In recent years, various analysis technologies are combined with chemometrics methods to be applied to quantitative and qualitative analysis of Pu' er tea, and mainly include analysis technologies such as infrared spectroscopy, electronic nose, laser-induced breakdown spectroscopy and surface-enhanced Raman spectroscopy, and chemometrics methods such as principal component analysis, artificial neural network, linear discrimination and support vector machine.

The near infrared spectrum technology is a detection technology which is developed and widely applied in recent years, is a rapid and nondestructive detection means, has the advantages of low analysis cost, high detection speed and the like, and is widely applied to qualitative and quantitative analysis.

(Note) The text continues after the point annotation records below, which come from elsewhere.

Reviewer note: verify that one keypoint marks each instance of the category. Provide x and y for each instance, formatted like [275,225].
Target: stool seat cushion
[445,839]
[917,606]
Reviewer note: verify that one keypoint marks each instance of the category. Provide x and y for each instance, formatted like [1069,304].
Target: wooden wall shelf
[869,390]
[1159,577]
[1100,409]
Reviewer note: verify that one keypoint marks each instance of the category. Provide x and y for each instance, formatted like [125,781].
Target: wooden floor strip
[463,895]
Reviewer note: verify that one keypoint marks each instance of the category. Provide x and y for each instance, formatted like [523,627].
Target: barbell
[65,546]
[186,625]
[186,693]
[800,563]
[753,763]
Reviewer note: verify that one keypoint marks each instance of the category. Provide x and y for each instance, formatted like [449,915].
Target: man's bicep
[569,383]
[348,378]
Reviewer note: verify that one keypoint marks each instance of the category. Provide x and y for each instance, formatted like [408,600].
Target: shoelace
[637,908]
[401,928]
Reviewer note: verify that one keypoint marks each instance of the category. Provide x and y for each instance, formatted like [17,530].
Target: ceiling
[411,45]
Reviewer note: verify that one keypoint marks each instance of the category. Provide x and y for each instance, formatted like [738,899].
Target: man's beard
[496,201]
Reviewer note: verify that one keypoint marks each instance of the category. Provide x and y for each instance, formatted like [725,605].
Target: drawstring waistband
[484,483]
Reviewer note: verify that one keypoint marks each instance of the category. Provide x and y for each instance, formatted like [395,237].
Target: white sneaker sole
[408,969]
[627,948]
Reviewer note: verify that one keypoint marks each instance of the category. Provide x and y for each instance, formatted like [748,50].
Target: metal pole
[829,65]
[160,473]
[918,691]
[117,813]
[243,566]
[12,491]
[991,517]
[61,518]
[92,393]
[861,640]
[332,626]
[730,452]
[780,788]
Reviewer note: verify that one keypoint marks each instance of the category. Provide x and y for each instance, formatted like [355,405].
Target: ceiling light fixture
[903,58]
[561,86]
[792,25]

The near infrared spectrum technology is to obtain near infrared spectrum data by measuring the near infrared spectrum of a sample, and analyze the spectrum data by combining a chemometrics method to achieve the aim of identifying the sample.

In the existing spectroscopy method for the storage year research of the Pu 'er tea, some Pu' er tea can be distinguished in different years by comparing absorption peaks and absorbance ratios, and unknown samples can not be distinguished. Some methods are combined with chemometrics methods for qualitative judgment, but the judgment accuracy is not ideal. The spectral matrix of the near infrared spectrum measurement technology has many useless noise information, so that the identification result has large errors.

Disclosure of Invention

In order to solve the technical problems, the invention provides a method for rapidly identifying the storage year of Pu' er tea, so as to achieve the purposes of simple operation and high identification result accuracy.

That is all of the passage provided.